Page 43 of My Heart Before You

Tears instantly pricked at the corners of Emilie’s eyes, and she cast her gaze down as tightness crept from her brows to her stomach and started cinching her arms and legs. It was if someone had just told her that her own grandmother was to die within hours.

She looked up only when she registered Jessica’s hand on her sleeve. “That’s how we all feel.”

Jessica didn’t know that she’d spent hours over the last few months not only talking with Mary, but coming to love her. “What room is she in?”

“504. Ashley’s taking care of her.”

“Oh, good.” A relieved exhale left her body.

Jessica nodded. “That’s what I said too . . . I hate to leave you like this, but I need to go. Are you okay with everything?” She gathered up her hoodie and water bottle from the charting area.

“Yeah.” She forced her lips up. “Have a good night.”

Emilie knew that it would be best to round on all her patients and introduce herself, but she was drawn to 504 and the crowd of staff that was outside. Beside three nurse aides, she found her manager, Barbara, in her white coat over frost blue scrubs talking to Ash.

“If they want the chaplain while they wait on their priest just let me know. I’m going to stay. I just need to call the girls and let them know to order a pizza.” Barbara turned to walk to her office, pausing to squeeze her shoulder before heading down the hall.

“Hey,” Ash said quietly.

“Hey.”

Through the small glass window, she saw only the crowd of people around what she knew in the center was a hospital bed. The room was packed with family. An IV pole rose from behind the shoulder of a granddaughter, and the oxygen valve hissed at the wall beside one of the sons-in-law. She glanced at the telemetry monitor above the window to watch Mary’s failing heart beat out a damaged rhythm.

“Who is . . .” she started the sentence to see Colin walking slowly out of the room and didn’t need to finish it.

Solace rapidly sped through her veins as her hand found her chest with a shaky breath. Colin cared for Bo and Mary and would do everything in his power for them. They’d talked about the restaurant before and the older couple's way of making themselves surrogate grandparents to those who needed them. He knew she often sat at the counter with Mary, and she knew he often chatted with Bo every time he ate there with Dr. Campbell.

His gaze lingered a moment on hers before he spoke to Ash. “I talked with Bo and their daughters. Everyone’s in agreement with Mary’s wishes.”

“Mary’s conscious?” The question blurted out.

His sorrowful eyes looked like the sky she had just seen outside. “No, but they all discussed this possibility when she had her first heart attack a month ago.”

It dawned on her that while she had a social relationship with the elderly couple, Colin had the dual position of being their friend and their doctor. His mournful frown deepened as he glanced at the beeping pager clipped to the waist of his scrub pants.

“I need to see this patient in the ICU, but I’ll be back. Page me if anything changes.”

“Yes, Dr. Abernan,” Ash replied.

Numbness set in as soon as Colin stepped away from the room. Emilie’s fingers found the sides of her crisp scrub top as she wrapped her arms around herself. She needed to keep her breaths even to keep her vision from blurring.

“Why don’t you say goodbye?” Ash suggested.

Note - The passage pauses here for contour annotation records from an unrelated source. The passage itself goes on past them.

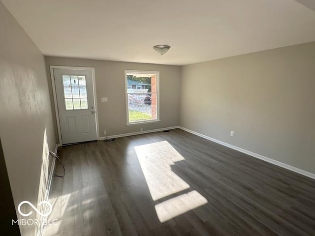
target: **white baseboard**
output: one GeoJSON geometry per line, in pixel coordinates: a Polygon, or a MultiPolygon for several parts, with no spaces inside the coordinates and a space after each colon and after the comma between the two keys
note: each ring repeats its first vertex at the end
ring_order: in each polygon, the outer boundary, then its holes
{"type": "MultiPolygon", "coordinates": [[[[57,152],[58,151],[58,147],[59,147],[59,144],[57,144],[56,145],[56,147],[55,147],[55,150],[54,151],[54,152],[56,155],[57,154],[57,152]]],[[[51,156],[51,157],[52,157],[51,156]]],[[[53,174],[54,173],[54,171],[55,171],[55,165],[56,165],[56,158],[55,157],[53,157],[53,161],[52,162],[52,163],[51,163],[51,167],[50,167],[50,171],[49,172],[49,176],[48,177],[47,191],[46,192],[46,197],[45,198],[45,201],[48,201],[48,199],[49,198],[49,192],[50,192],[50,188],[51,187],[51,182],[52,182],[52,180],[53,180],[53,174]]]]}
{"type": "Polygon", "coordinates": [[[293,171],[297,173],[300,174],[301,175],[303,175],[303,176],[307,176],[308,177],[309,177],[310,178],[312,178],[315,179],[315,174],[311,173],[311,172],[308,172],[303,170],[301,170],[300,169],[297,168],[296,167],[294,167],[294,166],[290,166],[289,165],[287,165],[286,164],[284,163],[283,162],[281,162],[278,161],[276,161],[273,159],[266,157],[266,156],[264,156],[262,155],[255,153],[252,151],[249,151],[248,150],[246,150],[246,149],[242,148],[239,148],[238,147],[234,146],[233,145],[227,144],[226,143],[224,143],[224,142],[218,140],[217,139],[214,139],[213,138],[210,137],[204,134],[200,134],[199,133],[198,133],[195,131],[193,131],[192,130],[190,130],[190,129],[187,129],[186,128],[184,128],[182,126],[179,126],[179,128],[181,129],[182,129],[183,130],[185,130],[185,131],[187,131],[189,133],[190,133],[191,134],[194,134],[198,136],[201,137],[204,139],[207,139],[211,141],[214,142],[215,143],[217,143],[217,144],[220,144],[221,145],[223,145],[223,146],[227,147],[228,148],[230,148],[234,149],[234,150],[236,150],[237,151],[240,151],[241,152],[243,152],[244,153],[247,154],[248,155],[250,155],[250,156],[253,156],[253,157],[260,159],[260,160],[262,160],[263,161],[269,162],[270,163],[273,164],[277,166],[280,166],[281,167],[283,167],[287,170],[289,170],[290,171],[293,171]]]}
{"type": "Polygon", "coordinates": [[[106,137],[101,137],[100,140],[105,140],[106,139],[115,139],[116,138],[121,138],[122,137],[131,136],[131,135],[136,135],[137,134],[147,134],[148,133],[154,133],[155,132],[162,131],[168,129],[174,129],[179,128],[179,126],[167,127],[166,128],[161,128],[160,129],[151,129],[150,130],[144,130],[143,131],[134,132],[133,133],[128,133],[126,134],[117,134],[116,135],[110,135],[106,137]]]}
{"type": "MultiPolygon", "coordinates": [[[[58,147],[59,147],[59,144],[56,144],[56,146],[55,147],[55,150],[54,152],[57,155],[57,151],[58,151],[58,147]]],[[[50,155],[50,154],[49,154],[50,155]]],[[[51,156],[50,156],[51,158],[53,159],[53,161],[51,163],[51,166],[50,167],[50,171],[49,173],[48,176],[48,179],[47,180],[47,187],[46,190],[46,193],[45,193],[45,198],[44,201],[46,201],[47,202],[49,202],[49,193],[50,192],[50,189],[51,188],[51,183],[52,180],[53,179],[53,174],[55,171],[55,166],[56,165],[56,158],[55,157],[53,157],[51,156]]],[[[45,219],[47,219],[47,216],[44,216],[43,218],[40,218],[40,223],[39,225],[39,228],[38,228],[38,230],[37,232],[37,234],[36,234],[36,236],[42,236],[44,234],[44,228],[45,226],[43,224],[43,221],[45,219]]]]}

The water gathering at the edges of her eyes threatened to relinquish itself to gravity. “I couldn’t possibly intrude. All her family’s in there. They need their time with her.”

She felt her friend’s hand on her back, her thumb gently rubbing between her shoulder blades. “Several of us have already done it. They don’t mind. They understand that she had family outside those who were related to her.” Ash’s tear washed face confirmed that her friend had already taken her turn.

Small, tentative steps led her into the hospital room and the sound of nearly twenty people breathing and quietly crying. Surely, they were breaking a fire code, but there wasn’t a staff member in this hospital that would have cast out Mary’s family.

Their eldest daughter, Shannon, saw her first and held a hand out. Emilie took it and was immediately pulled into a firm embrace. It was then the tears started to fall, and a shaky breath broke from her constricted ribs. Shannon released her enough, so she could see Mary in the bed. Bo was hunched over his wife from his chair, no doubt too weak to stand.

“Dad,” she spoke through a tear strained voice. “Another friend of Mom’s is here.”

His aged face was slack, eyes dull and wet as he looked up. “Thank you, dear, for coming.”

Emilie couldn’t believe it. On the precipice of complete disaster, this family was not only kind to her, they were gracious and comforting.

“I wanted to say goodbye,” she managed through a tight exhale.